Saint Augustin (354-430), évêque, père et docteur de l’Église, est réputé pour sa vision méprisante du corps, de la sexualité et des femmes dans sa lecture du péché originel. Selon Jean-Marie Salamito, historien, spécialiste du christianisme antique, il a au contraire revalorisé le corps et combattu certaines injustices faites aux femmes.

  • Recueilli par Clémence Houdaille,

 

Série

Carême 2023 : corps et âme

Épisode 2/12
 
 

La Croix : On présente souvent Augustin comme l’inventeur de la notion de péché originel, avec une vision très pessimiste du corps. Qu’en est-il réellement ?

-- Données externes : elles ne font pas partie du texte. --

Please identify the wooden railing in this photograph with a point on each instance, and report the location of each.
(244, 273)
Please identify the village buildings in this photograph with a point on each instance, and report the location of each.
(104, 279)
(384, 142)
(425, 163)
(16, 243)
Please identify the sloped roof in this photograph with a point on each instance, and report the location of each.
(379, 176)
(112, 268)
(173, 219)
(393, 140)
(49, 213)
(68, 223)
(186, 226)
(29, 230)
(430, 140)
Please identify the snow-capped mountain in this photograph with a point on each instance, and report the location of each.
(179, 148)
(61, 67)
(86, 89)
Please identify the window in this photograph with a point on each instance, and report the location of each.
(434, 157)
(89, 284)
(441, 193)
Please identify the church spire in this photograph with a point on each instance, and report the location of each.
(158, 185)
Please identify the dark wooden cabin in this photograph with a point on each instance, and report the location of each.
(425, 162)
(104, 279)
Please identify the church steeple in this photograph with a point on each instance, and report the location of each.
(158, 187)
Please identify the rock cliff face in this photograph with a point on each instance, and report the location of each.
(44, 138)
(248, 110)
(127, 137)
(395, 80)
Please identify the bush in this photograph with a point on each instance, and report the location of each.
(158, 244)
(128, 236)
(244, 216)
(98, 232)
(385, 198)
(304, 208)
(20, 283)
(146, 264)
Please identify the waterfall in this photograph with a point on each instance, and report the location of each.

Jean-Marie Salamito : Augustin n’accuse pas le corps. Il dit avec une très belle formule que « ce n’est pas la chair corruptible qui a rendu l’âme pécheresse. C’est l’âme pécheresse qui a rendu la chair corruptible » (La Cité de Dieu, livre 14, chapitre 3). Augustin, qui a été manichéen avant de devenir chrétien, réhabilite en chrétien la chair que le manichéisme condamnait. Pour lui, mépriser le corps, c’est faire insulte au Créateur, car ce que celui-ci crée est toujours bon. Ainsi, même la nature du diable est bonne, puisqu’il a été créé par Dieu. Ce qui est en cause, c’est sa volonté, pas sa nature. « Il ne faut pas qu’à propos de nos péchés et de nos vices nous fassions injure au Créateur en accusant la nature de la chair », écrit-il également dans La Cité de Dieu (livre 14, chapitre 5).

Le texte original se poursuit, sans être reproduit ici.